A sorority is an association composed of women who have common interests or who share a common trait. One of the most famous types is the North American college sorority, although similar college groups can be found in other regions of the world as well. Women can also form social associations outside of the college framework. The primary goal of such groups is to create a bond among the women through their common membership. Though these associations are typically composed only of women, some do allow men to join.
In college sororities, prospective members usually attend events during a period early in the semester that is designated as “rush week.” During rush week, people can visit different groups to get a feel for each one's members and style. If a student wants to join, she submits an application, and the existing members vote on the applications at the end of rush week, using their interactions with prospective members as a guideline. Many also have academic requirements, such as a minimum grade point average.
Once accepted into the group, new members undergo initiation to become full members. Initiations at sororities and fraternities are infamous, and some colleges have enacted rules designed to protect student safety in initiations. Dangerous hazing activities are often explicitly banned, and pledges are informed that they have the right to refuse to participate in initiation activities that conflict with their safety or religious beliefs. Despite this, initiation can be dangerous or traumatizing for some initiates.
Most sororities are identified with Greek letters that are often linked with their mottoes. Some examples include Alpha Delta Pi, the oldest sorority, along with Alpha Omicron Pi, Alpha Gamma Delta, and Alpha Kappa Alpha. Though these groups traditionally only accepted women, some do accept men as full members.
Members are often called "sisters," and they are entitled to certain benefits, including residence in a sorority house, access to scholarships, and the ability to network with current members and alumni.
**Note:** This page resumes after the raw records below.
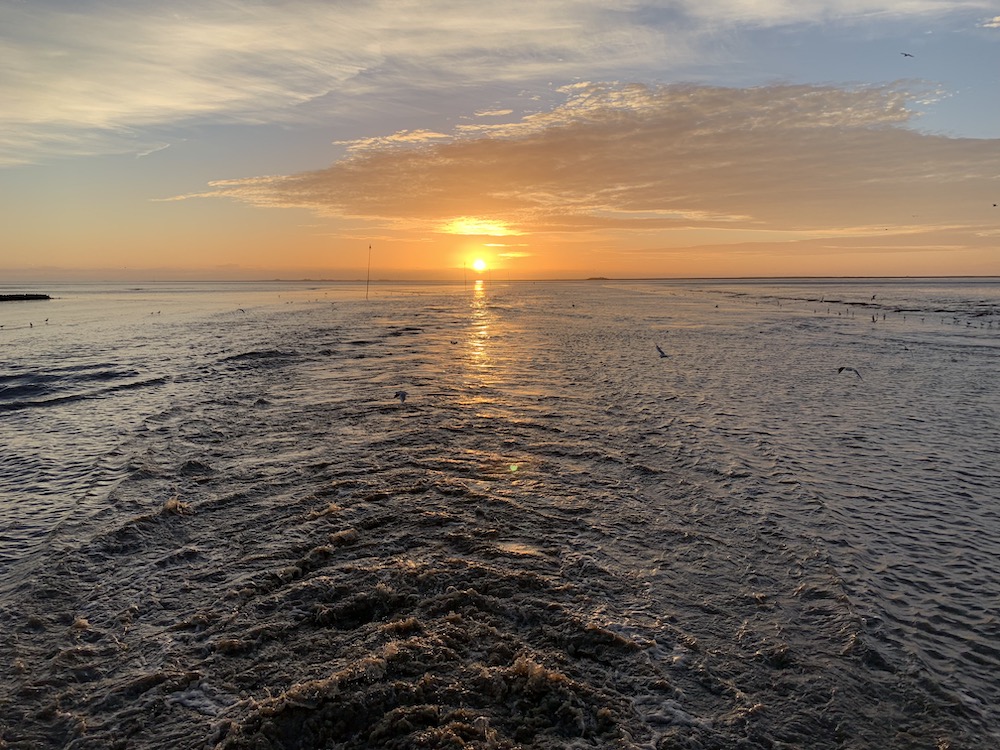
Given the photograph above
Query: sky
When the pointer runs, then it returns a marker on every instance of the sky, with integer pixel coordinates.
(250, 139)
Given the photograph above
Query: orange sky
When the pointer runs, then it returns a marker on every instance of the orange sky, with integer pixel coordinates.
(249, 141)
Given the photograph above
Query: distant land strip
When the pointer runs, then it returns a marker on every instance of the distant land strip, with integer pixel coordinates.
(22, 297)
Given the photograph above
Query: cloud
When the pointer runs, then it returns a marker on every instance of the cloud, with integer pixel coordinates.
(655, 159)
(90, 77)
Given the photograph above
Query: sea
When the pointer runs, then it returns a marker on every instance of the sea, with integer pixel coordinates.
(699, 514)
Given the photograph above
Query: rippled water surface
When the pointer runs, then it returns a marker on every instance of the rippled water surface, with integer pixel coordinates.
(220, 529)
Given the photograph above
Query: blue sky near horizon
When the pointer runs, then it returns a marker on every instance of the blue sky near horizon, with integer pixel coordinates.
(720, 137)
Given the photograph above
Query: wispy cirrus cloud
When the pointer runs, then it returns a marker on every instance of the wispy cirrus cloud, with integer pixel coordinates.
(800, 157)
(90, 77)
(777, 162)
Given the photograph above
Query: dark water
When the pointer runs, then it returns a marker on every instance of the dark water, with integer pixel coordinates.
(220, 529)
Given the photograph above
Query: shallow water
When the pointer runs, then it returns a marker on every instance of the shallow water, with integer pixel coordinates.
(220, 529)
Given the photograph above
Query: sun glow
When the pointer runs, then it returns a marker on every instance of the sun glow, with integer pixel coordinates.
(472, 225)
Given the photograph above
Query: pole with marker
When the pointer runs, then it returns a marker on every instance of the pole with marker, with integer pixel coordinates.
(368, 278)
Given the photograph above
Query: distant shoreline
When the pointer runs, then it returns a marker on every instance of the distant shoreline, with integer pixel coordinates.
(22, 297)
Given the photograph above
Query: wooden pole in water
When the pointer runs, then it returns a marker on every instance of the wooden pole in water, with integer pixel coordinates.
(368, 278)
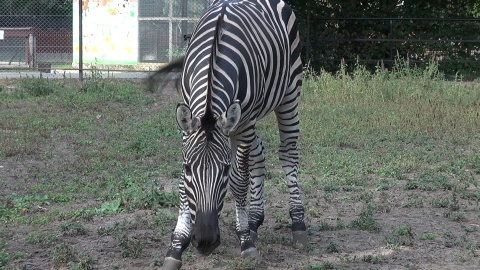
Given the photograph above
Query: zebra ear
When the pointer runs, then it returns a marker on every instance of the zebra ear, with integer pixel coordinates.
(185, 119)
(228, 120)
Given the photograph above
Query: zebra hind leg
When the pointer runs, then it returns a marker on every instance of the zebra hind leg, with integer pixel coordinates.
(257, 175)
(288, 125)
(239, 187)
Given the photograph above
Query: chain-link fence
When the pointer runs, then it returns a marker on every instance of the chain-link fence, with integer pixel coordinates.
(115, 34)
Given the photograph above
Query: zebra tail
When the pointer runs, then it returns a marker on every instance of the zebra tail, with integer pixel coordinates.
(161, 77)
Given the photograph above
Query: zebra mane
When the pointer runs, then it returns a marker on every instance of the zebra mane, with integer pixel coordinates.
(208, 120)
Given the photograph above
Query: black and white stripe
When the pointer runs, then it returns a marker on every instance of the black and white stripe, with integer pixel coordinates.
(243, 62)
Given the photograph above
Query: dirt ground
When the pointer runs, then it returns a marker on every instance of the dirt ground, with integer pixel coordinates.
(454, 243)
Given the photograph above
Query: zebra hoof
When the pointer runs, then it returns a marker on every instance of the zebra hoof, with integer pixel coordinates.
(300, 239)
(252, 253)
(171, 264)
(254, 236)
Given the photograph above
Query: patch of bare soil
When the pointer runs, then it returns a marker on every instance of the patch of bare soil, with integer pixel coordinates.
(439, 238)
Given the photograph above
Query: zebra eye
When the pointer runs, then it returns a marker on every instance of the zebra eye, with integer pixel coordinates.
(187, 170)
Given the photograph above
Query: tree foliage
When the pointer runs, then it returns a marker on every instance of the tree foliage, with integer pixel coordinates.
(335, 30)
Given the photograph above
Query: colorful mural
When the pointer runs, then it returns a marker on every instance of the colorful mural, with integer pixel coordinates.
(110, 32)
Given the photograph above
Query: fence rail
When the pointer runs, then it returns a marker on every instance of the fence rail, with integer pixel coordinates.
(160, 29)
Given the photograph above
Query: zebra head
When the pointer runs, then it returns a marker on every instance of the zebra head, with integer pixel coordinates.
(206, 165)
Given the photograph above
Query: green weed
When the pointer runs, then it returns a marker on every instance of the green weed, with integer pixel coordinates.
(130, 247)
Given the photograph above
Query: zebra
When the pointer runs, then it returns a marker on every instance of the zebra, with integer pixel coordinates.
(243, 62)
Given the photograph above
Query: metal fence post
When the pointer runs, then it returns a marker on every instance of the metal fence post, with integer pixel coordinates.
(31, 51)
(80, 40)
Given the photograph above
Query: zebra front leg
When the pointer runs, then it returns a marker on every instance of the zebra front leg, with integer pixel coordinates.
(288, 124)
(257, 176)
(181, 235)
(239, 186)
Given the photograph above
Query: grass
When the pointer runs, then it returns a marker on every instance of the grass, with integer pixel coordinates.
(371, 145)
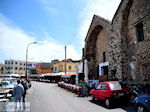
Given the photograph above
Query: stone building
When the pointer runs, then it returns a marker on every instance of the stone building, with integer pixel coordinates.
(17, 66)
(1, 68)
(96, 48)
(128, 52)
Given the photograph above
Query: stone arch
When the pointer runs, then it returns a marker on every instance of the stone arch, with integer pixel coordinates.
(97, 25)
(124, 40)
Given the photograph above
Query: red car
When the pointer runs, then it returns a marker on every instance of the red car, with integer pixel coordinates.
(110, 91)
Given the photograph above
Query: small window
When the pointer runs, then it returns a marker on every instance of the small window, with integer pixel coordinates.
(103, 87)
(69, 67)
(140, 32)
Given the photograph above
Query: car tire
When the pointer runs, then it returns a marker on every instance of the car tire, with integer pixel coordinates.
(93, 98)
(108, 103)
(140, 108)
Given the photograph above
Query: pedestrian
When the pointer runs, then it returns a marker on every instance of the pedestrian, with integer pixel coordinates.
(18, 91)
(25, 90)
(24, 93)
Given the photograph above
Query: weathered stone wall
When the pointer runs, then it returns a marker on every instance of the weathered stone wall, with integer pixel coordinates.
(102, 44)
(139, 52)
(128, 56)
(92, 45)
(116, 53)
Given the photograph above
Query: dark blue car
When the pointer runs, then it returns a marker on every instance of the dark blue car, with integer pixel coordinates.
(142, 103)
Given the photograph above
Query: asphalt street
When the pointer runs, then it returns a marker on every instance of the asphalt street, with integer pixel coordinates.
(47, 97)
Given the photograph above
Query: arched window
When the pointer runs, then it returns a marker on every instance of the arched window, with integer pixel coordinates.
(69, 67)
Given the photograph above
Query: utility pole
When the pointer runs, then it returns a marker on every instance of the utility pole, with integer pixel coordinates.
(65, 58)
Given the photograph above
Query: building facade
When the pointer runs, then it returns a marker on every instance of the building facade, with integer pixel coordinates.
(96, 48)
(124, 43)
(42, 68)
(70, 66)
(17, 66)
(1, 68)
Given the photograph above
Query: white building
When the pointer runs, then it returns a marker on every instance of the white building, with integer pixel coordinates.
(17, 66)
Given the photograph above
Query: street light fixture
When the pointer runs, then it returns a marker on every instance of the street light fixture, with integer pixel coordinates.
(27, 56)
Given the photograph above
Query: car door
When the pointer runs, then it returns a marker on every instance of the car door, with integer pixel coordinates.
(103, 92)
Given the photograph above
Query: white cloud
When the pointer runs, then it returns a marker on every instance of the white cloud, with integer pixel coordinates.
(13, 43)
(103, 8)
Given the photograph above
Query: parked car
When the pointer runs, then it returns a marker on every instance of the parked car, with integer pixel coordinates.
(110, 91)
(142, 103)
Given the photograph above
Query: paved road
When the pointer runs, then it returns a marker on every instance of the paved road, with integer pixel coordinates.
(46, 97)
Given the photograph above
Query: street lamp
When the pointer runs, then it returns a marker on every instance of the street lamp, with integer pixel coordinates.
(27, 56)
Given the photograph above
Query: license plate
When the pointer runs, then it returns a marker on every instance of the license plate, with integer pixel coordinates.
(120, 94)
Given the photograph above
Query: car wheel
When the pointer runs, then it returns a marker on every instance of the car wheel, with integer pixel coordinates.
(93, 98)
(140, 108)
(108, 103)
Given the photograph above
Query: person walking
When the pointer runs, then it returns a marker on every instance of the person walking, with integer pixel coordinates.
(18, 91)
(24, 93)
(25, 90)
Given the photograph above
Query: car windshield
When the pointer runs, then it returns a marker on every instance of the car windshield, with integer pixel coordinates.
(6, 84)
(115, 86)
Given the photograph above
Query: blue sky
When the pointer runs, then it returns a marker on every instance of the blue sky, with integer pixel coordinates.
(52, 23)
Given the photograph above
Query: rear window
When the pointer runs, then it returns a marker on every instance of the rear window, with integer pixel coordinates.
(115, 86)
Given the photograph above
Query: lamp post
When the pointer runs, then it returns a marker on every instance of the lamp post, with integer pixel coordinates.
(27, 56)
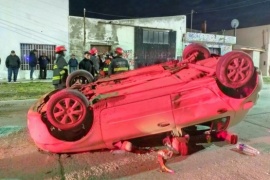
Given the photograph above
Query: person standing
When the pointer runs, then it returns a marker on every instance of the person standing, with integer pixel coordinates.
(86, 64)
(13, 64)
(118, 64)
(32, 62)
(73, 63)
(60, 71)
(94, 58)
(43, 62)
(106, 64)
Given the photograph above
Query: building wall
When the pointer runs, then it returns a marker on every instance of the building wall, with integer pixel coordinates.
(222, 42)
(34, 22)
(255, 37)
(119, 33)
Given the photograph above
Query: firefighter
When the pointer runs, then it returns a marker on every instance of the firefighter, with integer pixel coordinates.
(118, 64)
(60, 70)
(106, 64)
(94, 58)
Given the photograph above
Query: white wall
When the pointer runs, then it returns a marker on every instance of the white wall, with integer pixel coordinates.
(256, 37)
(31, 21)
(120, 33)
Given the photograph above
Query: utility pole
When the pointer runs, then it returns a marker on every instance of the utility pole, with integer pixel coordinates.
(192, 11)
(84, 31)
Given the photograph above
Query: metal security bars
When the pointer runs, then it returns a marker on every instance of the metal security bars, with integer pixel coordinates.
(41, 48)
(155, 36)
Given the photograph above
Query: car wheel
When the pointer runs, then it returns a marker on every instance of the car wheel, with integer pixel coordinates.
(79, 77)
(234, 69)
(67, 109)
(203, 51)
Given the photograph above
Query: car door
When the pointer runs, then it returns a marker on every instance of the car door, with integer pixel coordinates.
(137, 119)
(197, 106)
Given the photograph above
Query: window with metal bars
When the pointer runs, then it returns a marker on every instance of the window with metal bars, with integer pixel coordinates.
(41, 48)
(155, 36)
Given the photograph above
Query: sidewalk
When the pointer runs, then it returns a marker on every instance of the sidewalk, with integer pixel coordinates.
(26, 80)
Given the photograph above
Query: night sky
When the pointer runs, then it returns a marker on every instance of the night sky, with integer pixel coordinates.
(217, 13)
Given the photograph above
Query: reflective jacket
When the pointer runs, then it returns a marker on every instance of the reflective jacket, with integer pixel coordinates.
(105, 67)
(95, 62)
(60, 70)
(118, 65)
(87, 65)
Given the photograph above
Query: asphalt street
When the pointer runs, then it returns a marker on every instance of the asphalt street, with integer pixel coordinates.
(20, 159)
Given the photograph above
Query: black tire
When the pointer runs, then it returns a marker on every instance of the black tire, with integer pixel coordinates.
(234, 69)
(67, 109)
(204, 52)
(80, 77)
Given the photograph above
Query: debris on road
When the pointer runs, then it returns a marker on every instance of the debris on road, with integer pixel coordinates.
(162, 156)
(246, 149)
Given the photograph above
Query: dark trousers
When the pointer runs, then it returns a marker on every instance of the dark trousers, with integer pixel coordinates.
(43, 73)
(72, 69)
(32, 69)
(14, 71)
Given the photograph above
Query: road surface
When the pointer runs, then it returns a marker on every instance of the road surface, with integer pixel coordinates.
(20, 159)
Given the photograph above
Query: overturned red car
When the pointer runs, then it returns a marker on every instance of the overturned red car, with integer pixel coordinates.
(176, 97)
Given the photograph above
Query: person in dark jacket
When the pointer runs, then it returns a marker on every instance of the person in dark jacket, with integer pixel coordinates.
(13, 64)
(73, 63)
(32, 62)
(87, 64)
(105, 65)
(60, 70)
(94, 58)
(43, 62)
(118, 64)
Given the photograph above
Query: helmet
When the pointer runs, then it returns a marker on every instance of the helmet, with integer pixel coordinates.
(60, 49)
(119, 51)
(93, 51)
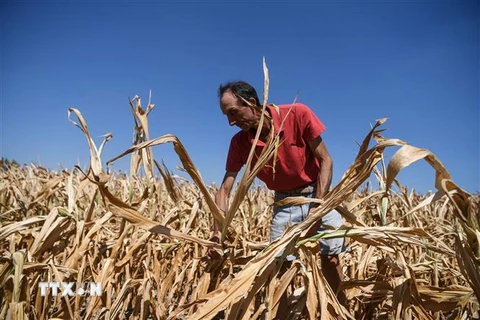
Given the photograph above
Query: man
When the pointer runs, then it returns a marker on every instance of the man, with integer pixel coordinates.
(303, 166)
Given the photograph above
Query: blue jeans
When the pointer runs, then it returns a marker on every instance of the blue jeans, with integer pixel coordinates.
(285, 216)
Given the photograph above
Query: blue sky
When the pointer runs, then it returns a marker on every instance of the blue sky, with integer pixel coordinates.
(415, 62)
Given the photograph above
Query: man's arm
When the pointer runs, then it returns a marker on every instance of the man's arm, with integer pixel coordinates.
(221, 198)
(326, 166)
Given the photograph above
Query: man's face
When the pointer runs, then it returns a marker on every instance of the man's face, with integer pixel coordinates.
(237, 113)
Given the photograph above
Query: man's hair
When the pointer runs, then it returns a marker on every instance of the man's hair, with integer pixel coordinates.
(240, 89)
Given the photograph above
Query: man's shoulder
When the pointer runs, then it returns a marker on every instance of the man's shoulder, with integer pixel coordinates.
(239, 136)
(297, 107)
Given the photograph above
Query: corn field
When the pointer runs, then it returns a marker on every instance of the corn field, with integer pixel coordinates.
(144, 237)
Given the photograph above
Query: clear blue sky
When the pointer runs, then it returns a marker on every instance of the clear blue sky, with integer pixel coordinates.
(415, 62)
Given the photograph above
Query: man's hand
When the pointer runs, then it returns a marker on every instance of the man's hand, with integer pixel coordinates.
(214, 253)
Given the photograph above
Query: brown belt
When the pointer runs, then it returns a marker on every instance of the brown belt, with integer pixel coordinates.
(308, 188)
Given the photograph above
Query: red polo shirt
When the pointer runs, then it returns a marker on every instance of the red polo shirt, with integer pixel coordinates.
(296, 164)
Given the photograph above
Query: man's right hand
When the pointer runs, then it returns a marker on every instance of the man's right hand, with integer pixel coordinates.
(215, 253)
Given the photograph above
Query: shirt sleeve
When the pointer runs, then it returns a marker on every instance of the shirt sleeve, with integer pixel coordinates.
(312, 126)
(234, 159)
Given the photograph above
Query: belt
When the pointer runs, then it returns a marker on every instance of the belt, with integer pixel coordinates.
(308, 188)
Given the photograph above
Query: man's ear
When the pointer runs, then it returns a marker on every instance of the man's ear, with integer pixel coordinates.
(253, 102)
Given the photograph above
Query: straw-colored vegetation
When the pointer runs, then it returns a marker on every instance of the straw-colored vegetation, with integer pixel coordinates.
(145, 237)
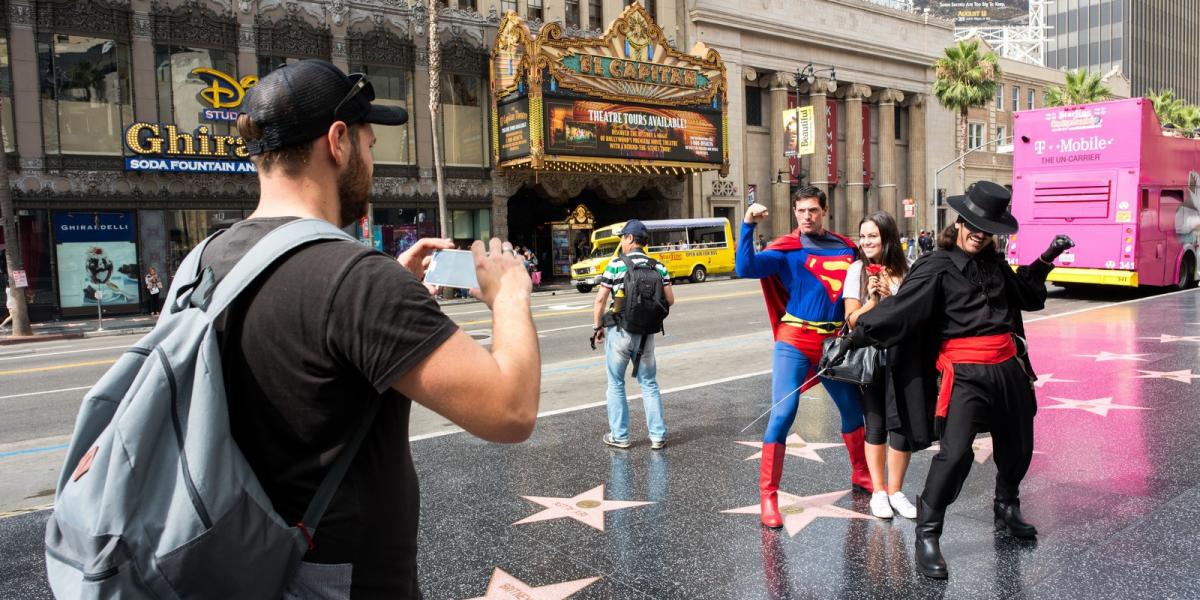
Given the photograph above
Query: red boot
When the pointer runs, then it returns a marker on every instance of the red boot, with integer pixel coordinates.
(769, 471)
(861, 477)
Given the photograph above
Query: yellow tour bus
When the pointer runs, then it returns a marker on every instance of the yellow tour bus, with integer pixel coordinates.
(688, 247)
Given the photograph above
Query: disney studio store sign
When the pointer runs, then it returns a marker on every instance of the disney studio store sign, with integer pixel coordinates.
(168, 148)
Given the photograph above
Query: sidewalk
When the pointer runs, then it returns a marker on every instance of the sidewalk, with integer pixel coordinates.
(81, 328)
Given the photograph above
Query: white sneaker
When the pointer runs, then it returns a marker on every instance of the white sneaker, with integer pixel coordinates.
(880, 507)
(903, 507)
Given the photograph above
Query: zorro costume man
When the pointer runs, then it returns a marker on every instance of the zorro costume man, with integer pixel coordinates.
(803, 276)
(959, 312)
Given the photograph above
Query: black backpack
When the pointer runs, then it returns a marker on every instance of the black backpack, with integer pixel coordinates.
(645, 306)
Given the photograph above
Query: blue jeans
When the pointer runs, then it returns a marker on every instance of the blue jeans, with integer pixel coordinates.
(619, 347)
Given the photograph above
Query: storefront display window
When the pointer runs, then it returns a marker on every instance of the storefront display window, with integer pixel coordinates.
(85, 94)
(462, 120)
(393, 87)
(97, 261)
(179, 90)
(10, 131)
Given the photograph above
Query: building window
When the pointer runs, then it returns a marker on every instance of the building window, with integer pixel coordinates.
(87, 97)
(573, 13)
(394, 88)
(179, 90)
(10, 132)
(462, 120)
(595, 15)
(975, 135)
(754, 106)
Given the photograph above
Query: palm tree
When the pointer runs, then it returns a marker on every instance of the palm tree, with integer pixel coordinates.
(1165, 105)
(1081, 88)
(964, 78)
(12, 250)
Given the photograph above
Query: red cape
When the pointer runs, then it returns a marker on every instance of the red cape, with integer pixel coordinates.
(773, 289)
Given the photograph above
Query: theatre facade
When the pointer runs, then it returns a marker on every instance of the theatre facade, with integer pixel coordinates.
(121, 153)
(591, 131)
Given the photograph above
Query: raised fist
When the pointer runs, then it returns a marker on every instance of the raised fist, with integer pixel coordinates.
(1061, 244)
(756, 214)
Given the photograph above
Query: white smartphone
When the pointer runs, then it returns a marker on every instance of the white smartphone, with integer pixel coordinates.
(453, 269)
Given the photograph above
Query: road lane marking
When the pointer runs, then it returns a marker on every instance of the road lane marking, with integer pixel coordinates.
(65, 352)
(47, 391)
(59, 367)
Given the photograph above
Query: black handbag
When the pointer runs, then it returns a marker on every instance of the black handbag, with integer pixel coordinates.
(862, 366)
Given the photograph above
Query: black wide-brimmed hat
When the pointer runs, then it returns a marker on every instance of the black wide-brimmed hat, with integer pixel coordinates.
(985, 208)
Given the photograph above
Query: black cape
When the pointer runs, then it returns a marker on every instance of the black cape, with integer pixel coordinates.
(909, 325)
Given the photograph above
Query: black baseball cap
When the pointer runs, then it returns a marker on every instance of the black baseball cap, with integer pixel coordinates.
(298, 102)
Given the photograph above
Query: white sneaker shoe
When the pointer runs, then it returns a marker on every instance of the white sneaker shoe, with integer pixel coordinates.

Many women also enjoy the support network of a group of women who share common bonds. Sisters also work together on projects, most notably charity projects.
Sorority life is often stereotyped by people who have not participated in one, and members are sometimes dismissed as airheaded or stupid. In fact, these groups typically do a great deal of good for their communities and members, and members are often extremely intelligent and motivated women who excel in leadership, sports, and academics.